Aya de Yopougon - Tome 1
Bande Dessinée / Critique - écrit par iscarioth, le 30/04/2006 (Tags : aya abouet yopougon oubrerie marguerite clement tome
Que connaissons nous de l'Afrique ? Hormis ceux d'entre nous qui y ont déjà voyagé, rien. L'image d'un continent sur lequel on n'a jamais mis les pieds est celle fabriquée par les médias. C'est bien triste à dire, mais quand on pense Afrique, on pense bien souvent famine, coups d'état, sida et extrême pauvreté. Alors que chaque année le marché nous abreuve de milliers de fictions prenant place sur le continent nord américain et au moment où nous nous ouvrons de plus en plus à l'Asie, notamment au travers du cinéma et de la bande dessinée, l'Afrique reste encore et toujours pour nous un grand mystère.
Alors, l'Afrique, parlons-en, et si vous souhaitez la lire, voici une bande dessinée qui a fait forte impression au dernier festival d'Angoulême, où elle a remporté le prix du premier album ; Aya de Yopougon. Cet album semble être le premier d'une série, la tomaison étant inscrite de manière très visible sur la couverture et la tranche. Un roman graphique d'une centaine de pages, derrière lequel se cachent deux auteurs : Marguerite Abouet, née à Abidjan, et qui semble raconter dans Aya de Yopougon une histoire très fortement inspirée de sa jeunesse et Clément Ourbrerie, dessinateur connu pour ses réalisations jeunesse.
Yopougon, c'est un quartier populaire de la ville d'Abidjan. L'album nous fait découvrir la vie des adolescents qui y vivent : les amis, les premiers amours et expériences sexuelles. L'album est bourré d'humour. Les personnages sont amusants, sans faire l'effet de bouffons ou de caricatures. L'un des thèmes majeurs, bien que passant en filigrane, est la condition féminine. Nous sommes dans les années soixante-dix, se faire avorter pour une jeune femme, en Côte d'Ivoire comme en France, c'est risquer la mutilation, voire même aller à la mort. Les jeunes femmes doivent résister d'un côté aux godelureaux qui les accostent avec peu de tact dans la rue et de l'autre aux pères, qui aiment beaucoup sortir mais qui n'aiment pas voir leurs filles les imiter. Aya de Yopougon, malgré des allures très "sitcom" (le groupe de copines), n'est donc pas qu'une petite romance légère et humoristique pour adolescents.

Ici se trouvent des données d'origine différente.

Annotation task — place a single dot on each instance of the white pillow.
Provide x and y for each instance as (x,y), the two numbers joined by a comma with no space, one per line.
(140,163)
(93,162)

Clément Oubrerie, fort de son expérience d'illustrateur mais dont c'est la première réalisation BD, s'en sort très bien. La gestuelle des personnages est aussi pertinente qu'amusante (voir, en appendice, une leçon de roulement de fesses), les visages sont très expressifs et la coloration, dans des tons chauds, connaît de belles variations. Toujours dans le positif, on notera aussi un bon sens du cadrage et de la mise en page : quelques vignettes en pleine page et un gaufrier très approprié pour les passages de tête-à-tête au restaurant.
Rieur, enjoué, coloré, rafraîchissant mais aussi pertinent, Aya de Yopougon est une histoire bien sympathique, loin des clichés et de tout misérabilisme. Très certainement l'album le plus intéressant de la première fournée de la collection Bayou.